By calling us to “taste and see” God’s goodness, the Psalmist is calling us to attach ourselves to the only true Source of spiritual nourishment. And to do so is to make the transition from an illusory life to an authentic life. An illusory life is a life in which we accept a warped understanding of how the different goods in life relate to one another. There is a hierarchy of goods, with some goods having a greater, deeper or more profound level of goodness than others. There is a particular Good which is THE HIGHEST GOOD, since it is the Source of all goodness. Such is the definition of God. We need to look at all other things through the lens of God as the Highest Good, and arrange all lesser goods in such a way that it leads to this goal. When we have a warped understanding of what the Highest Good is, or how we attain union with it, that is the life of illusions. Through grace, and the faith and works of holiness by which we cooperate with grace, we overcome this illusory life and live lives of increasingly authentic goodness. This is seen in the first reading from last Sunday: taken from the Book of the Prophet Joshua, chapter 5, it talks about how the manna – that is, the bread sent down from heaven to sustain the Israelites during the exodus – stopped once they reached the Holy Land. The Holy Land represents true, full or complete holiness, or union with God more generally, or heaven. This can be seen in the fact that the Holy Land was the land promised by God to the Israelites. On a soteriological level, this is symbolic for the eschatological promise God makes to us, that is, of salvation.
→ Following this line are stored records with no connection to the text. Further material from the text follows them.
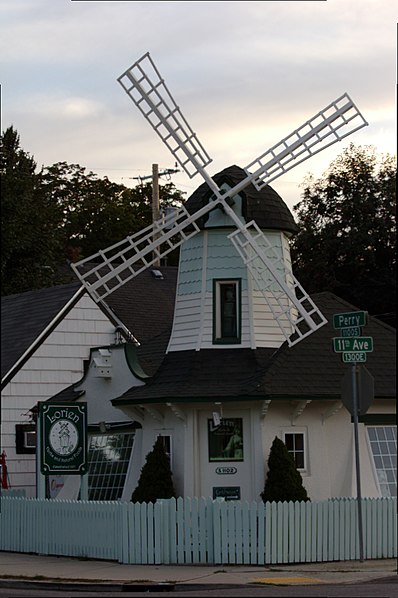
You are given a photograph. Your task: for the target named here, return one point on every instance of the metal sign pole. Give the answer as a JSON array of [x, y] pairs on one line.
[[357, 467], [40, 478]]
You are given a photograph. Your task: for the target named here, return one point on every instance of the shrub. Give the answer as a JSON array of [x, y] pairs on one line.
[[283, 481], [156, 479]]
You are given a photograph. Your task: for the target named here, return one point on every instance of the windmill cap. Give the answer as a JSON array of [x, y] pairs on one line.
[[265, 207]]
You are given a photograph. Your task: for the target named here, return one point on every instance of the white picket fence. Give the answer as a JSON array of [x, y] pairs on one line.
[[200, 530]]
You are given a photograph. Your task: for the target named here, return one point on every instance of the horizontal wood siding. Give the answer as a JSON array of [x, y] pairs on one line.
[[267, 332], [55, 365], [200, 530], [187, 323], [223, 261], [190, 267]]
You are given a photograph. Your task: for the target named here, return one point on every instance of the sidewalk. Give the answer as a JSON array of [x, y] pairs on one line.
[[19, 567]]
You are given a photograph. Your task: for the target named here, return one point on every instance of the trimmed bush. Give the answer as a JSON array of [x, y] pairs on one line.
[[283, 481], [156, 479]]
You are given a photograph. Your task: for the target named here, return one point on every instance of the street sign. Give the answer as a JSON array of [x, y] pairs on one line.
[[348, 357], [63, 438], [354, 331], [359, 343], [365, 390], [349, 319]]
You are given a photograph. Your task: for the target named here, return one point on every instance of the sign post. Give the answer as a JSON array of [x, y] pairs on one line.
[[357, 464], [354, 349], [62, 441]]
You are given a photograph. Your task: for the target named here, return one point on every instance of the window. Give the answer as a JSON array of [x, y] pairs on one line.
[[295, 444], [25, 439], [108, 461], [166, 441], [226, 311], [383, 444], [226, 440]]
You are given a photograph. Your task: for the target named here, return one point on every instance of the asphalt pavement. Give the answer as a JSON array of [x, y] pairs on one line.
[[17, 569]]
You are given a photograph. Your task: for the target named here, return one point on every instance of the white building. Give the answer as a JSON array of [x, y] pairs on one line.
[[222, 383]]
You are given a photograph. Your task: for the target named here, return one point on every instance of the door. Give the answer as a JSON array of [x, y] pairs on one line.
[[225, 454]]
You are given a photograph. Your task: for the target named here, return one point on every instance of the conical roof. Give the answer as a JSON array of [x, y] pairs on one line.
[[265, 207]]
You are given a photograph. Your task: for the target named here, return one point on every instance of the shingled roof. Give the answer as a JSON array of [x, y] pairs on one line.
[[309, 369], [145, 305], [26, 317], [266, 207]]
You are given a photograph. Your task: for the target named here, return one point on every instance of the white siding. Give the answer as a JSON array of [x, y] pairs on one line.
[[56, 364], [208, 256]]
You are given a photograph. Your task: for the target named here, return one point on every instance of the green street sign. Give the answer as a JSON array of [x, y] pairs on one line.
[[349, 319], [354, 344], [359, 357], [63, 438], [354, 331]]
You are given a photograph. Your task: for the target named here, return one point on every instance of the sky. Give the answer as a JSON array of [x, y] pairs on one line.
[[244, 75]]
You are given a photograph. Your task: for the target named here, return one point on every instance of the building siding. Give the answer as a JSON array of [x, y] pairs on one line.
[[55, 365], [210, 256]]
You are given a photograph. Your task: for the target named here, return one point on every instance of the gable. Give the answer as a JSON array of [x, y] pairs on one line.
[[28, 318]]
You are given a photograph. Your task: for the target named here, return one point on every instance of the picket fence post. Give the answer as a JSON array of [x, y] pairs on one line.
[[199, 530]]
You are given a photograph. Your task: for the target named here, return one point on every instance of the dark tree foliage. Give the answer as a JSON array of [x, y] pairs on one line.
[[98, 213], [156, 480], [30, 244], [283, 481], [347, 222], [63, 214]]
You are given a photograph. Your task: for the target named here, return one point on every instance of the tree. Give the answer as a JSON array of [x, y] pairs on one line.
[[98, 213], [61, 214], [156, 477], [283, 481], [31, 248], [347, 227]]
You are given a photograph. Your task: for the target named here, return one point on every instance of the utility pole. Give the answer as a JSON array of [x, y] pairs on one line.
[[155, 197], [155, 205]]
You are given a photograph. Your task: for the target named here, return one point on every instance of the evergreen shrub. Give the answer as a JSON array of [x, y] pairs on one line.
[[283, 481]]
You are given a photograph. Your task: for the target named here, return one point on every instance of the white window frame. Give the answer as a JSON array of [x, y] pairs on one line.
[[372, 456], [217, 320], [166, 434], [304, 433]]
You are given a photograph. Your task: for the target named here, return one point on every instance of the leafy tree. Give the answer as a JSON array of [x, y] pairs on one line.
[[98, 213], [61, 214], [346, 241], [156, 477], [31, 248], [283, 481]]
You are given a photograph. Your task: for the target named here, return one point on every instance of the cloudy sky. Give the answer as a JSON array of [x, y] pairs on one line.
[[244, 74]]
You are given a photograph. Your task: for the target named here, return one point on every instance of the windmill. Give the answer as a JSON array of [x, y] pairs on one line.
[[292, 308]]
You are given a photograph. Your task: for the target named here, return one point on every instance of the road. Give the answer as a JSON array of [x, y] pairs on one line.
[[386, 587]]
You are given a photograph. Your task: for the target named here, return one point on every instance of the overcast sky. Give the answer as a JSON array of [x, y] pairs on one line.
[[244, 74]]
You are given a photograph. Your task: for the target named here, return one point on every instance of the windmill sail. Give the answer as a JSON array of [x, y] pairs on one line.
[[145, 86], [290, 305], [292, 308]]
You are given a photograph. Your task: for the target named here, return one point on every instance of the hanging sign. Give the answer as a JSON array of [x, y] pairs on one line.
[[63, 438]]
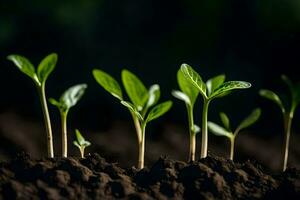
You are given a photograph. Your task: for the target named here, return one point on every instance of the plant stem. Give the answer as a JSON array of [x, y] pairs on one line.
[[192, 133], [204, 128], [232, 140], [82, 152], [142, 148], [137, 127], [64, 138], [288, 117], [43, 100]]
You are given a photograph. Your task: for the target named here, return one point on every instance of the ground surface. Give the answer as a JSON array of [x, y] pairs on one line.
[[94, 178]]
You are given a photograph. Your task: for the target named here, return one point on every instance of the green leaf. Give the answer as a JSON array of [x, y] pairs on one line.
[[214, 83], [191, 75], [218, 130], [181, 96], [135, 89], [251, 119], [72, 95], [24, 65], [229, 86], [108, 83], [268, 94], [187, 87], [132, 109], [225, 120], [154, 95], [46, 66], [159, 110], [80, 139], [76, 144]]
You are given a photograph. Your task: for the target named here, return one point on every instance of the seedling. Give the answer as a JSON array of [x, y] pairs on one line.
[[67, 100], [227, 131], [188, 95], [39, 77], [213, 88], [141, 101], [287, 111], [80, 142]]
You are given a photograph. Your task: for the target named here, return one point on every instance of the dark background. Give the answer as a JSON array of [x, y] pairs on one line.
[[251, 40]]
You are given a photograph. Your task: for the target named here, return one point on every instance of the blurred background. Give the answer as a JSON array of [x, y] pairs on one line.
[[251, 40]]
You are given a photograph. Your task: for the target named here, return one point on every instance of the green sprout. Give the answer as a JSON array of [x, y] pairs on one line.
[[227, 131], [67, 100], [213, 88], [39, 76], [188, 95], [141, 101], [80, 142], [287, 111]]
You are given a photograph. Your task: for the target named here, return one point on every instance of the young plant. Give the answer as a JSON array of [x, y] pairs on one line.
[[227, 131], [213, 88], [141, 101], [39, 77], [188, 95], [67, 100], [287, 111], [80, 142]]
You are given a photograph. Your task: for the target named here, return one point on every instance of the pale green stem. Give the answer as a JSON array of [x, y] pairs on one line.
[[82, 151], [204, 128], [43, 100], [64, 134], [192, 133], [288, 117], [142, 148], [137, 127], [232, 141]]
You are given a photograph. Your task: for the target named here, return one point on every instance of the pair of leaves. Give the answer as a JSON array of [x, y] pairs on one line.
[[80, 142], [43, 71], [295, 93], [226, 130], [215, 87], [141, 98], [69, 98]]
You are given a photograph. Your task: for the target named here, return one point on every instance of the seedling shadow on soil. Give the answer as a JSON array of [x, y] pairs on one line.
[[94, 178]]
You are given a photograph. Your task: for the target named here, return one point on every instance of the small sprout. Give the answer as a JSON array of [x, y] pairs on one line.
[[39, 76], [80, 142], [287, 111], [227, 131], [67, 100], [141, 100], [188, 95], [213, 88]]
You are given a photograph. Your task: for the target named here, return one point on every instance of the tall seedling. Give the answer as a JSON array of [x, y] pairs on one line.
[[227, 131], [213, 88], [39, 77], [67, 100], [188, 95], [141, 101], [287, 111]]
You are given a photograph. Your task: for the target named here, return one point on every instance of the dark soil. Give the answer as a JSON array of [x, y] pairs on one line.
[[94, 178]]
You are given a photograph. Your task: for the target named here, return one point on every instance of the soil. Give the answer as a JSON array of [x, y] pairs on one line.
[[94, 178]]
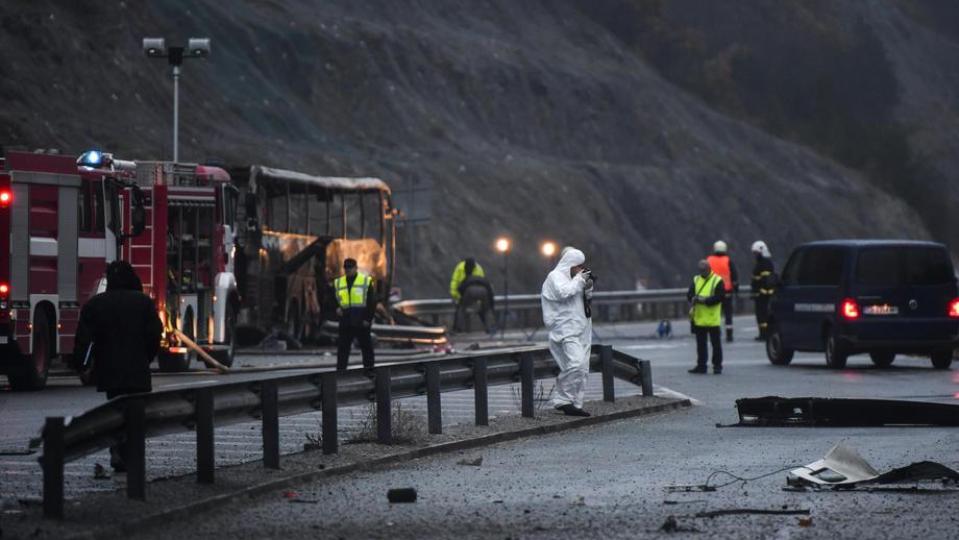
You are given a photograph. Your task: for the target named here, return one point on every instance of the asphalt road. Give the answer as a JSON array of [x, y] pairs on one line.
[[613, 480]]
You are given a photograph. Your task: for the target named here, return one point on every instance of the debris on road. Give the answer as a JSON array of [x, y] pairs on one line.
[[843, 467], [401, 495], [759, 511], [829, 412], [671, 525], [100, 472]]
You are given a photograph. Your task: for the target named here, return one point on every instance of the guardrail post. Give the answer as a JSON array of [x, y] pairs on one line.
[[526, 385], [434, 412], [269, 407], [53, 452], [480, 392], [134, 419], [646, 373], [384, 419], [606, 366], [205, 460], [328, 398]]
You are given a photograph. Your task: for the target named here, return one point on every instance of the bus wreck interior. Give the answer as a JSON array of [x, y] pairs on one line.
[[295, 230]]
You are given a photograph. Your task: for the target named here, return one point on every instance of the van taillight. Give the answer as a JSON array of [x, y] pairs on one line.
[[849, 309]]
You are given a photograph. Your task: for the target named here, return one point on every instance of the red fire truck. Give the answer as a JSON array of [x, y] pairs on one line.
[[63, 219], [52, 255], [175, 224]]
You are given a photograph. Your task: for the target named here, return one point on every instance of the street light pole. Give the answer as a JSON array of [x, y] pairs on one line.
[[176, 113], [503, 246], [505, 294], [196, 48]]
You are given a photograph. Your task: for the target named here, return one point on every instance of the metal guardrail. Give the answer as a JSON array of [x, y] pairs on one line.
[[136, 417]]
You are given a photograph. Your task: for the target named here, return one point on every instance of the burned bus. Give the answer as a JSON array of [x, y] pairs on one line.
[[295, 230]]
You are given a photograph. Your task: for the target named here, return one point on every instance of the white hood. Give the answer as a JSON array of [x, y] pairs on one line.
[[564, 312]]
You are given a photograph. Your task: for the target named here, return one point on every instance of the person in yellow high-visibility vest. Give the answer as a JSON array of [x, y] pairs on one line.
[[706, 295], [356, 306], [468, 288]]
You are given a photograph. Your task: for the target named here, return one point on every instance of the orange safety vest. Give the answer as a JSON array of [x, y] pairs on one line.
[[720, 266]]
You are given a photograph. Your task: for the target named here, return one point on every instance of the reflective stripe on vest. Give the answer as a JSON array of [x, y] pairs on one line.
[[355, 296], [704, 315], [720, 266]]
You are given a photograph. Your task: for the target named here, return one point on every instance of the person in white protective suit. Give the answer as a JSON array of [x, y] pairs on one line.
[[565, 312]]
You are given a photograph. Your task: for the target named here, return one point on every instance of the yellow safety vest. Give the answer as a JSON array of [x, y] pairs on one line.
[[459, 276], [704, 315], [353, 297]]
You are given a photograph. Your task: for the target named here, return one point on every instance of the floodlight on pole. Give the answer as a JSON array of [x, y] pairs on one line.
[[196, 48]]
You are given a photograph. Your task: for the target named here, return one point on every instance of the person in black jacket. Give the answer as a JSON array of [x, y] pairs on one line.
[[763, 285], [121, 331]]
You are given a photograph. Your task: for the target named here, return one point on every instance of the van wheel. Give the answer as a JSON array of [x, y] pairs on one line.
[[942, 359], [32, 374], [836, 354], [778, 354], [225, 356], [882, 359]]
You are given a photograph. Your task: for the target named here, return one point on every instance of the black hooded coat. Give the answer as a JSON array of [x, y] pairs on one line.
[[123, 325]]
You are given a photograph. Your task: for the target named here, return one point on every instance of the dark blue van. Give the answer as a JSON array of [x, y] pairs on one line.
[[882, 297]]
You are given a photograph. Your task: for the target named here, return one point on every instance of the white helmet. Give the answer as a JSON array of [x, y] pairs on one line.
[[760, 247]]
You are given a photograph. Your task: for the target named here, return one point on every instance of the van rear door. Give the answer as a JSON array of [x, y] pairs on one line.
[[903, 291]]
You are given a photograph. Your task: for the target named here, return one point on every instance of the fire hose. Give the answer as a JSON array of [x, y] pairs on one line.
[[205, 356]]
The exodus itself – that is, the escape from Egypt – represents the transition from the spiritual slavery of sin to the freedom of being in a relationship with God through Christ.


The Israelites thus didn’t need the manna anymore: they were now no longer desert-dwellers, but were rather dwelling in the Land of Milk and Honey. Likewise, as we grow in holiness, we are rendered more and more capable, by God’s grace, to think beyond the illusions of this life. We become less and less dependent on it as we become more and more dependent on God, the Source of truth and goodness.


This is symbolically conveyed in last week’s Gospel: taken from Luke 15, which speaks of the parable of the Prodigal Son, what we see is the Prodigal Son taking his father’s inheritance and squandering it, living a life of immorality. He wants what his father has promised him, but uses it independently of the well-ordered relations with the rest of his family. Likewise, God gives us material things, He gives us love, reason, talents and skills, relationships, wealth, a good family life, a good work ethic, and we misuse it by placing these things above the One Who gave them to us. THAT is the life of illusion.


As St. Paul writes in 1 Corinthians 10:1-13, God sent plagues among the people of Israel to punish them for their wickedness. As Jesus says in Luke 13:6-9, any tree that does not produce fruit is cut down. Anyone who persists in their life of illusion, thereby remaining in their wickedness and failing to produce spiritual fruit pleasing to God will be subject to punishment. But, for those who repent, overcoming, even if only slowly but steadily, their illusion, they have the promise of being received by God in a manner similar to how the father accepted his prodigal son when he returned.